Mas fiquei com o episódio, a matutar. Por um lado, porque demonstra a superficialidade destas “identidades políticas” que as minorias sobre-politizadas continuam a brandir. Pois duas pessoas seguem imunes ao histrionismo dos comentadeiros, às arengas militantes, e nisso vão-se amando - ou, pelo menos, gostando - tendo planos conjuntos, de curto, médio ou longo prazo, isso é lá com eles, divertem-se, carnal e socialmente, partilham-se. E, entretanto, cada um vota no oposto do outro. Sem qualquer problema. Magnífico.
Por outro lado, foi-me o episódio comprovativo. O voto no CHEGA é muito isto, não ideológico ou “preconceituoso” ou “intolerante”. É o protesto contra “o estado a que isto chegou”, para glosar o capitão de Abril.
Mas o problema - e foi isso o que eu me eximi de resmungar com o mais-novo, e escrevo-o agora, talvez ele me venha a ler o postal - é que esse voto de protesto alimenta um partido cujos dirigentes e muitos militantes abominam estas fotografias. E tudo o que significam.
São os que se dizem “deputados da Nação”, chorosos do Estado Novo. Irados contra o apear da imagem de Salazar (magnífico momento de Gageiro, se encenado ou não pouco importa), pois ao ditador apondo virtudes. Revanchistas contra as liberdades individuais - de facto crentes na necessidade de amordaçar, alguns que sejam, até algemar se possível. Saudosistas do colonialismo, vendo traição na justeza histórica. E que votando nesta gente, por protesto contra estes trastes que entretanto vão mandando, mais eco lhes é dado. Mais capacidade de influenciarem outros, de lhes inculcarem as suas abjectas ideias.
Que assim se vão disseminando. É agora notório que no país democrático do grande Rui Manuel Trindade Jordão, de Shéu Han, de Gil, de Oceano, de Éder, de tantos outros, vitoriosos ou não, célebres talentosos, esquecidos medianos, desconhecidos medíocres, surgem agora - como nunca antes - nas catacumbas da internet bramidos contra “negros” nas selecções desportivas nacionais. Pois, para essa escumalha, antes menor e menos ruidosa, o “preto” não é digno de nos representar. Há que os esconder, pelo menos, a esses tais. Ou até escorraçar. E o voto “de protesto” anima, alimenta, esta cáfila asquerosa.

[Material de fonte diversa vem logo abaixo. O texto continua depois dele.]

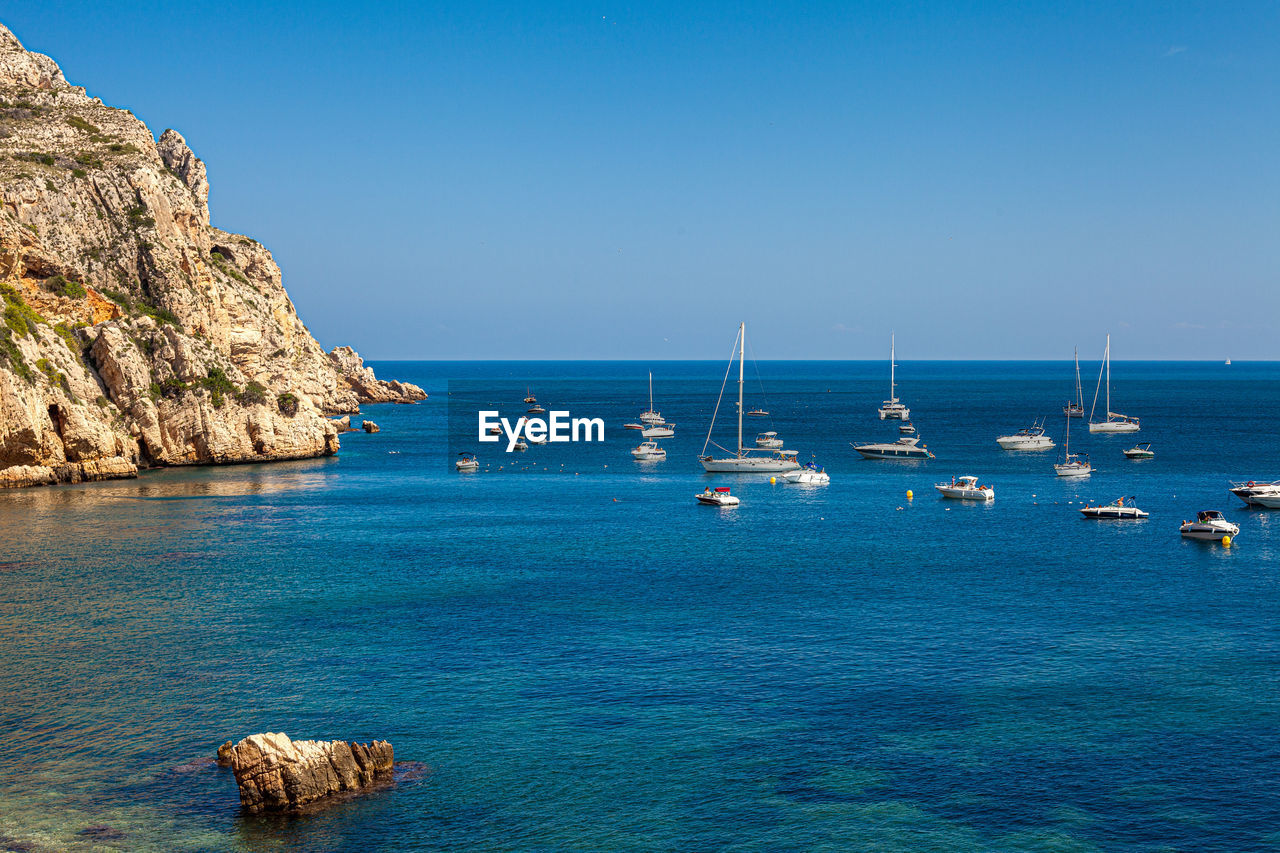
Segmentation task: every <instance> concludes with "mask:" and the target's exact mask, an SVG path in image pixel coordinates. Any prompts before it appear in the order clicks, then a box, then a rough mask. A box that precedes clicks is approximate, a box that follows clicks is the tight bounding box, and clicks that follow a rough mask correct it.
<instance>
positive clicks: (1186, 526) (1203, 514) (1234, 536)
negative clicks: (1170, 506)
mask: <svg viewBox="0 0 1280 853" xmlns="http://www.w3.org/2000/svg"><path fill="white" fill-rule="evenodd" d="M1178 530H1179V533H1181V534H1183V535H1184V537H1187V538H1188V539H1204V540H1217V539H1221V538H1222V537H1231V538H1233V539H1234V538H1235V534H1238V533H1239V532H1240V525H1238V524H1231V523H1230V521H1228V520H1226V519H1225V517H1222V514H1221V512H1219V511H1217V510H1204V511H1203V512H1197V514H1196V520H1194V521H1183V526H1180V528H1178Z"/></svg>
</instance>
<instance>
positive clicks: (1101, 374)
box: [1089, 334, 1140, 433]
mask: <svg viewBox="0 0 1280 853" xmlns="http://www.w3.org/2000/svg"><path fill="white" fill-rule="evenodd" d="M1103 373H1106V382H1107V397H1106V403H1107V407H1106V412H1107V416H1106V419H1103V420H1098V421H1094V420H1093V412H1094V410H1097V407H1098V389H1101V387H1102V374H1103ZM1139 429H1140V427H1139V425H1138V419H1137V418H1130V416H1129V415H1121V414H1120V412H1115V411H1111V336H1110V334H1108V336H1107V348H1106V350H1103V351H1102V370H1100V371H1098V388H1096V389H1094V391H1093V409H1092V410H1091V411H1089V432H1091V433H1135V432H1138V430H1139Z"/></svg>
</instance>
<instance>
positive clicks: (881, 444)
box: [849, 435, 933, 460]
mask: <svg viewBox="0 0 1280 853" xmlns="http://www.w3.org/2000/svg"><path fill="white" fill-rule="evenodd" d="M919 442H920V439H919V437H916V435H902V437H901V438H899V439H897V441H896V442H870V443H867V444H854V443H852V442H850V443H849V444H850V447H852V448H854V450H855V451H858V452H859V453H861V456H863V459H890V460H922V459H933V453H931V452H929V450H928V447H925V446H924V444H920V443H919Z"/></svg>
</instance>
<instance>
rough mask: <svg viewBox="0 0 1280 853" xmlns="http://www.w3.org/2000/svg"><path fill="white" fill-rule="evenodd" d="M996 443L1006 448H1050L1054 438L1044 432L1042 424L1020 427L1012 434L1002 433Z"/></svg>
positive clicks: (1023, 448)
mask: <svg viewBox="0 0 1280 853" xmlns="http://www.w3.org/2000/svg"><path fill="white" fill-rule="evenodd" d="M996 443H997V444H1000V446H1001V447H1002V448H1005V450H1048V448H1051V447H1053V439H1052V438H1050V437H1048V435H1046V434H1044V428H1043V427H1042V425H1041V424H1032V425H1030V427H1027V428H1024V429H1019V430H1018V432H1016V433H1014V434H1012V435H1001V437H1000V438H997V439H996Z"/></svg>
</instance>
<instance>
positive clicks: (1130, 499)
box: [1080, 496, 1148, 519]
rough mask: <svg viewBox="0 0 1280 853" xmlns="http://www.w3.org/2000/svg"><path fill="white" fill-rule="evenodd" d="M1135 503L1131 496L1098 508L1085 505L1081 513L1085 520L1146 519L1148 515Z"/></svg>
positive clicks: (1122, 498)
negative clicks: (1106, 519) (1108, 519)
mask: <svg viewBox="0 0 1280 853" xmlns="http://www.w3.org/2000/svg"><path fill="white" fill-rule="evenodd" d="M1135 501H1137V498H1135V497H1133V496H1129V497H1123V498H1116V500H1115V501H1112V502H1111V503H1098V505H1097V506H1094V505H1091V503H1085V505H1084V506H1083V507H1080V512H1083V514H1084V517H1085V519H1146V517H1147V515H1148V514H1147V512H1144V511H1143V510H1139V508H1138V505H1137V502H1135Z"/></svg>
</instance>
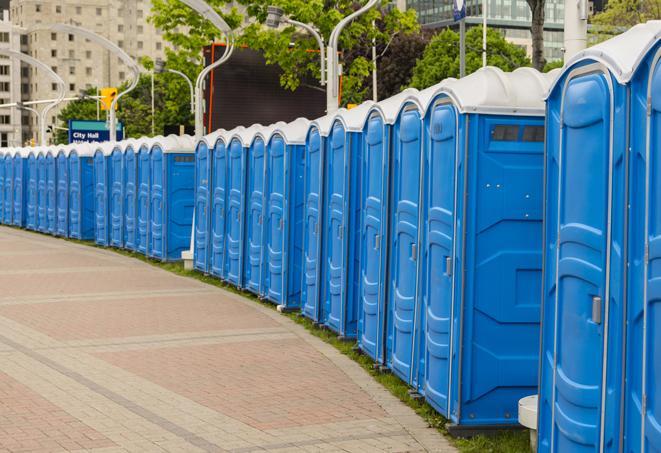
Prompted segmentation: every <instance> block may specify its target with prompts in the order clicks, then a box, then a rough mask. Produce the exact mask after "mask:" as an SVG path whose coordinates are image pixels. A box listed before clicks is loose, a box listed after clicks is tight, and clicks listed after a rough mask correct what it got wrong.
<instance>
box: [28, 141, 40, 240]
mask: <svg viewBox="0 0 661 453" xmlns="http://www.w3.org/2000/svg"><path fill="white" fill-rule="evenodd" d="M27 167H28V183H27V197H26V200H25V207H26V209H25V211H26V212H25V226H26V227H27V229H29V230H33V231H37V229H38V225H39V224H38V222H39V220H38V216H39V207H38V203H39V201H38V199H39V168H38V164H37V156H35V154H34V152H30V154H29V155H28V159H27Z"/></svg>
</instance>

E - mesmo sendo hoje - não nos chega a arte do Nuno Mendes para opor a tal gente. Ou a garra dos putos Sub-17. Pelo contrário, ira-os ver “pretos” com sucesso.
Será para isso adequado voltar às fotografias de Gageiro. Que nos mostrou como “povo” daquelas maneiras. E também como “povo” querendo paz (contra os malvados do “Império”) e liberdade (contra os melifluos da “Nação”). E nisso virar costas a esta gentinha. Que é verdadeiro “Lixo Branco”, como dizem lá nos EUA.